Have your say: Have you been affected by the Irish Rail strikes?

Eoin Lawlor, Celbridge, Co Kildare
I support the strike but it’s really showing how unfit for purpose the Dublin Bus routes are. I live in Celbridge, the largest town in north Kildare, yet our only Dublin Bus route, the 67, starts in Maynooth and there’s one bus every half hour, so it’s arriving in Celbridge full already. I got a lift into work this morning so it was fine but the evening commute will be hectic.

Paul Gordon, Dublin
The strike meant I had to get up earlier to catch a bus and wait 20 minutes in the cold before it drove past me, full. I soon got another and was in work about ten minutes later than usual. It’s a very minor inconvenience that I’m prepared to accept in the hope that Irish Rail workers action leads to improved pay and working conditions. Social solidarity has eroded in this country and we need to examine why people feel forced to strike and listen to their needs. I’m sure most on the picket lines would rather not be there but feel compelled to do so.

A notice informing customers of industrial action at Heuston Station, Dublin. Photograph: Brian Lawless/PA Wire
A notice informing customers of industrial action at Heuston Station, Dublin. Photograph: Brian Lawless/PA Wire

Sorcha Anderson, Co Meath
I normally get train from Enfield, Co Meath to Connolly Station, Dublin. This morning I had to get a bus at 6am from Trim, and arrived at Busáras in Dublin at 7.50am. The traffic was brutal in Phibsborough. It cost me €18.80 for a return ticket.

I do agree with the Irish Rail workers, 10 years is way too long without a pay rise. Anyone in the private sector would move jobs in a similar situation, but train drivers have no other options. It’s all politics, the Government have the money somewhere, they need to prioritise public transport more. Meath is very poorly served by public transport, but we definitely need the trains back running properly.

Sean O’Riordan, Dublin
This morning I was at the Dublin Bus stop on Manor Street in Stoneybatter, Dublin 7 and stood there for 50 minutes while I watched 15 buses pass by. Not one stopped. In the end I walked back home and had to call my boss to say I would be unable to get into work until about 10.30am. The fact that I am not a train user and can be so badly affected is a testament to how bad our overall public transport system is.

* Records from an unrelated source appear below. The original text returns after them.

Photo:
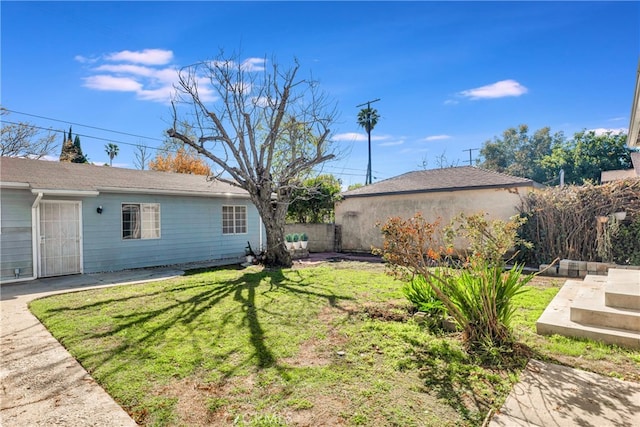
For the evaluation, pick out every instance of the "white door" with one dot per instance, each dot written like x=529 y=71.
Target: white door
x=60 y=238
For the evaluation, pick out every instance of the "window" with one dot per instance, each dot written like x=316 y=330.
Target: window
x=234 y=219
x=140 y=221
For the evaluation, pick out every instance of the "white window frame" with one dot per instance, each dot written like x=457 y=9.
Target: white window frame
x=240 y=225
x=149 y=221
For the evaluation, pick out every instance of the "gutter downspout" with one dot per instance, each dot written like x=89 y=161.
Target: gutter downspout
x=35 y=267
x=260 y=227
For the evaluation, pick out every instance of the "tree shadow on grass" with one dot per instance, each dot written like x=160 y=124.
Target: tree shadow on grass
x=184 y=304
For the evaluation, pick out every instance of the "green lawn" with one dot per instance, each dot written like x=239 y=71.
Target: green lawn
x=329 y=345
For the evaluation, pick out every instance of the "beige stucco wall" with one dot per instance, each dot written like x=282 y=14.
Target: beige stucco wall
x=358 y=215
x=321 y=236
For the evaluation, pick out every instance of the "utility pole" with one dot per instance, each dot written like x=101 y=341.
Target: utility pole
x=470 y=158
x=368 y=104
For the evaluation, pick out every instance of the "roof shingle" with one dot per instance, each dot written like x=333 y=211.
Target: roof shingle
x=40 y=174
x=446 y=179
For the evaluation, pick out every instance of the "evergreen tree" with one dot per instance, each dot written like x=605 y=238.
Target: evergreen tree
x=71 y=150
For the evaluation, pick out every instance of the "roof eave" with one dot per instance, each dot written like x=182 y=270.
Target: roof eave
x=122 y=190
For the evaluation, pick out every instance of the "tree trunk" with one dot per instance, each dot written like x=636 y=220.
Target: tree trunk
x=273 y=218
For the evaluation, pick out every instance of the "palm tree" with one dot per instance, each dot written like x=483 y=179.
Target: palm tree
x=112 y=150
x=368 y=119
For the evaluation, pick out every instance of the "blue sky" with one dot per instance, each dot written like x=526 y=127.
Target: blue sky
x=450 y=75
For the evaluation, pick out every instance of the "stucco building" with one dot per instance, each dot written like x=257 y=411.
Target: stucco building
x=437 y=193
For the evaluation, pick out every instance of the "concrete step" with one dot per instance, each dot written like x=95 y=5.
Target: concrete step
x=623 y=289
x=588 y=308
x=556 y=319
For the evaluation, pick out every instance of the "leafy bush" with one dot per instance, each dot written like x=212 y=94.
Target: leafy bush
x=626 y=244
x=478 y=296
x=483 y=294
x=562 y=221
x=419 y=293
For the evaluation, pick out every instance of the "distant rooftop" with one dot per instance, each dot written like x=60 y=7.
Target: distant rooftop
x=446 y=179
x=52 y=176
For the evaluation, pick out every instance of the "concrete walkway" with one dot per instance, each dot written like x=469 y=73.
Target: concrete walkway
x=43 y=385
x=550 y=395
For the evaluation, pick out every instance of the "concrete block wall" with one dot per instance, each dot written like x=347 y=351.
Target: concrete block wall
x=571 y=268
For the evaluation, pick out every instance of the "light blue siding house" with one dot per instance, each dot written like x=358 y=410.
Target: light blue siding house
x=65 y=218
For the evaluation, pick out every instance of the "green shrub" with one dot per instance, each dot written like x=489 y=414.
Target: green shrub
x=419 y=292
x=483 y=294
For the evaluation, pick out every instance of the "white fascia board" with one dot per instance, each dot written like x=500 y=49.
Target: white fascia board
x=71 y=193
x=5 y=184
x=172 y=192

Isabel Hughes, Kilcoole, Wicklow
I usually get the 84X into town every morning for work, but this morning I left my house at 6.50am and didn’t get into the city centre until 8.50am. The bus was already full by the time it got to the Southern Cross, so lots of people couldn’t get on. The evenings are even worse - each 84X leaving the first stop at Hawkins Street is almost completely full. I do hope they can resolve the dispute soon, I feel for anyone going to the Ireland match next week!

Audrey Doran, Dublin
I usually get the Dart from Killester into Government Buildings on Merrion Street. It took over an hour to just get on a bus this morning! I’m dreading going home now.